Another runway will be constructed at the Ninoy Aquino International Airport.
This was once of the things agreed on during a meeting in Malacanang, where San Miguel and Philippine Airlines president Ramon Ang presented his proposed solutions to the congestion of flights at NAIA.
Transportation Secretary Jun Abaya confirmed the proposal has been approved.
Now, they will just have to iron out the details and measure the open space beside runway 6-24.
Ang also suggested buying the more modern navigation system Ground Base Augmented Systems (G-Bus).
Abaya said they will first consult with the Civil Aviation Authority if that is acceptable.
But the more permanent and long-term solution would be the construction of a bigger airport beside Manila Bay.
Not a surprise after all. I was breaking this story 3 years ago and said its not possible per ICAO regulation. Now, they have amended the distance to cover only 45m x 2km which is perfectly acceptable from regulation point of view. Clever. 06/24L can be perfect for A320/321 take-off and landing, but not the wide-bodies envisioned in the old plan.
The man responsible for this plan was Alfonso Cusi, the former MIAA Manager and CAAP Director. I'm glad to see the revised plan being implemented.
Passed by NAIA T1 last night. Arrived around 9PM and no other airlines arrived at that time, only our flight from KUL (and a little bit earlier, a UA flight). The new cubicles are already in place with 4 immigration officers per cubicle. I managed to clear everything in less than 15 mins.
Immigration: no more filling up of arrival cards
Customs: no one bothered to check the customs form.
That is my concern too about the second runway. the length and with is a no problem for the A320 or lower category. my concern would be beyond the surroundings of NAIA like the Centennial Building along C5 (before or opposite side of Libingan ng mga Bayani) and the C5 ramp to make way for the approach lights...
Has anyone heard another reason why airlines didn't want to transfer to T3?
I heard this from someone. A reason is because the owner of T3, which happens to be one of the ground service provider of T1, wants to charge the usage in T3 buy 3X than T1 and airlines are compelled to exclusively avail of that ground service provider. So the AOC agreed that they rather stay in T1 than to give in to the wants of that ground service provider.

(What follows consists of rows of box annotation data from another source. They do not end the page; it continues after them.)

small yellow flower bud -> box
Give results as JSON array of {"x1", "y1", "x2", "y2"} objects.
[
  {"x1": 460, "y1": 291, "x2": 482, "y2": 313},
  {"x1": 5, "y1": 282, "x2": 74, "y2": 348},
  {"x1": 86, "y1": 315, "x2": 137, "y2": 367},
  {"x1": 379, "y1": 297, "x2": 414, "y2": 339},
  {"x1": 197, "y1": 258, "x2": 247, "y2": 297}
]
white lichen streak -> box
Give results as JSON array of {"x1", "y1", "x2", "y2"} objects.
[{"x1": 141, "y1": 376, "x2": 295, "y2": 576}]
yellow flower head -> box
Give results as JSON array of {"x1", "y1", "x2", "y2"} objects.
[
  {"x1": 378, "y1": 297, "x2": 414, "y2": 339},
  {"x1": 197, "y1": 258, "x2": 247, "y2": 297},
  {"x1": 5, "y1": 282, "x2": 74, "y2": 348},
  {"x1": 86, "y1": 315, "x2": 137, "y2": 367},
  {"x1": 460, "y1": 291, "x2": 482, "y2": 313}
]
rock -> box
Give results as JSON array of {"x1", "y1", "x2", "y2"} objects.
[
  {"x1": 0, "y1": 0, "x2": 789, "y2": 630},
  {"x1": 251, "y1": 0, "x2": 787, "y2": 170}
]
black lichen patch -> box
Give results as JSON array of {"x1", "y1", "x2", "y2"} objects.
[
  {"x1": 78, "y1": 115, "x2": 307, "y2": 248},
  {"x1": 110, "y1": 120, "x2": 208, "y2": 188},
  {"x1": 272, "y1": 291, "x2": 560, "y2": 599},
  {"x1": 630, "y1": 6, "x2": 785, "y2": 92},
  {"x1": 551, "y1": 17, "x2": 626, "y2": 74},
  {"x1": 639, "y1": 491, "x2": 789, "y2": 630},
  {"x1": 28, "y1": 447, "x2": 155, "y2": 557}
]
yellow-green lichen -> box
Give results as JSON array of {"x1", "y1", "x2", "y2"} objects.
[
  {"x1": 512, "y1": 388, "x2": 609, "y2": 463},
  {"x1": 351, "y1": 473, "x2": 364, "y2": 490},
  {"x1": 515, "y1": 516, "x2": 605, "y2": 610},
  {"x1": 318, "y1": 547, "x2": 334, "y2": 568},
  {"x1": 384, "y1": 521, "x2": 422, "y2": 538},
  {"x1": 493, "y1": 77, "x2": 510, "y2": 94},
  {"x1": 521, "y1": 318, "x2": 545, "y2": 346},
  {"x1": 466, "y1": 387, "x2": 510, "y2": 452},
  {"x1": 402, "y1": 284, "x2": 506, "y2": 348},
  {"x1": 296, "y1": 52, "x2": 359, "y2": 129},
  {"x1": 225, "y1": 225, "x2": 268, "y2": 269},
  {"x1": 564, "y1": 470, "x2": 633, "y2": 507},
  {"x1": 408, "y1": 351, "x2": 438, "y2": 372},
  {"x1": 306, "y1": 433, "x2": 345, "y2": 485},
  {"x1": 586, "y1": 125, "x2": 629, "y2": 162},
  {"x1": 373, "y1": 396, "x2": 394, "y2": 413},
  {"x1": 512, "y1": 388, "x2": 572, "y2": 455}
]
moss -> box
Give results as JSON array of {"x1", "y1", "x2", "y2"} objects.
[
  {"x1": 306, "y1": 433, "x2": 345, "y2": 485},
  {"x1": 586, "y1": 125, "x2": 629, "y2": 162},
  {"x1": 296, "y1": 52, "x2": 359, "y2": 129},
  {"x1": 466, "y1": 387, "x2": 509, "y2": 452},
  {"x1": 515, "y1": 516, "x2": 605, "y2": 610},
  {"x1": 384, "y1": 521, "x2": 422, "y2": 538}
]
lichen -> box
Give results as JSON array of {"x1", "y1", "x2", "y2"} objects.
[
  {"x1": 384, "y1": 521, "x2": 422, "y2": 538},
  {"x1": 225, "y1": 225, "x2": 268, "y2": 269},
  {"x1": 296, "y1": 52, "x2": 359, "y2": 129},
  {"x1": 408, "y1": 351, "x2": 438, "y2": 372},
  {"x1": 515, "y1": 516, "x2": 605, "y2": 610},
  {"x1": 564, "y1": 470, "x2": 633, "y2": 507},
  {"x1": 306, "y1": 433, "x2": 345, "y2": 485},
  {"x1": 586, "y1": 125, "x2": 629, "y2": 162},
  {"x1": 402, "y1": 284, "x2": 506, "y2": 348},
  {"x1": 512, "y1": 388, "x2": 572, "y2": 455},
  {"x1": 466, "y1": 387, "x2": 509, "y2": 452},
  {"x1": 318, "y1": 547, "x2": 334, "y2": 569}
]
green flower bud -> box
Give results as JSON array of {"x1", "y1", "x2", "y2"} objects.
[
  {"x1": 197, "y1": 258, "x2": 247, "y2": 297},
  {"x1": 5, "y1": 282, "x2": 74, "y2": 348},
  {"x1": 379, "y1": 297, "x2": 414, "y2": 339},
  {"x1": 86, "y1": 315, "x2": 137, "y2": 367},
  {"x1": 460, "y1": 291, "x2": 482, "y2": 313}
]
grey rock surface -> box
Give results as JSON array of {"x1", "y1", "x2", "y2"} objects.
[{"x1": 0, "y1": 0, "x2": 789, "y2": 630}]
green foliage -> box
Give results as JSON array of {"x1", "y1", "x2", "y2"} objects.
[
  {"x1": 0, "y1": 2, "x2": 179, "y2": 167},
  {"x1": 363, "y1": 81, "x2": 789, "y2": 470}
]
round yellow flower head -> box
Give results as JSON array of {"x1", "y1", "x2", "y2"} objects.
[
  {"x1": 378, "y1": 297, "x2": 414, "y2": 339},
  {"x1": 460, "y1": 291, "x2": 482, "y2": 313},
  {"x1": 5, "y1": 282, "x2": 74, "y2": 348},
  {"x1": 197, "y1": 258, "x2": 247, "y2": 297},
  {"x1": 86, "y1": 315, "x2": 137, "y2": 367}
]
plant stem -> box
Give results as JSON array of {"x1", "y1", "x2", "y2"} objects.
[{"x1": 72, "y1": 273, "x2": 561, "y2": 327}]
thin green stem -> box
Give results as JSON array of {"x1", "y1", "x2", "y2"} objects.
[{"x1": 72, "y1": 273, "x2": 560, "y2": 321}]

Terminal 3 transfer by Big airlines are brought by Terminal 1 renovations, meaning they were forced to relocate because the gate and the holding area to where they are assigned are being worked on. Gates at Terminal 1 are premium and no crazy airline operating in Manila would want to surrender the slots, particularly those which had been operating in the country for quite a long time. Crazy as it seems because we think T3 is better but its not airline wise. T1 and T2 is very much better particularly if you use 06/24 all the time. You should figure it out why it is so.
By the way, T3 is already owned by the government, not the losing cargo provider. Also, charges for ground services are based on aircraft weight, so naturally charges for a widebody jet is 3-4 times bigger than the narrowbody ones.
whats the guideline / rule of CAAP for minimum distance between centerlines for simultaneous operations of parallel runways?
If I'm not mistaken, FAA has a 4000+feet rule between centerlines (please correct me if I'm wrong)...
It depends. There is separate figures for instrument and non-instrument approaches and departures.
For Manila, its going to be Non instrument, meaning landing and departure will be visual at a certain altitude.
As to separation distance, parallel runway needs to be 210 meters apart while taxiway needs to be separated by 93 meters, and the new parallel runway needs to have a further shoulder length of 75 meters, which when computed would total about 378 meters from runway 1 centerline.
While we talk about it, here is the actual separations made by CAAP.
There is a study in Clark and there is this Sangley thing. Both are JICA funded and both are needed for the future.
As you might well be aware, for the Clark airport project to work, it needs an express train and a larger expressway to carry the volume of passengers.
Clark airport alone might be cheaper to build but not without adding the cost of road and railway infrastructure component which is humungously expensive. Rails alone can fetch a price tag between $3-4 billion. That is the price you pay for building farther away. Classic example of that scenario would be Narita and Haneda.
Even Toni Fernandez of Air Asia admitted during WEP that they failed in Clark even with their "Gang Ho" attitude because of infrastructure bottleneck. Majority of passengers in Metro Manila other than those in Central Luzon simply don't want to go there for a ride at this time.
I am pleased to announce that terminal 2 expansion has commence starting with the apron expansion at the erstwhile Nayong Pilipino.
News regarding T2 expansion are coming out left and right. Would there be an estimate how long will it take to finish the whole construction of N/S wing expansion of T2? Would you know how many gates will be added to both sides?
The heavy gates have dual bridge similar to T3 while the gate for the narrowbodies has single tube. Existing heavy gates will also be upgraded to dual and there will be some gate realignments. Well that is the plan.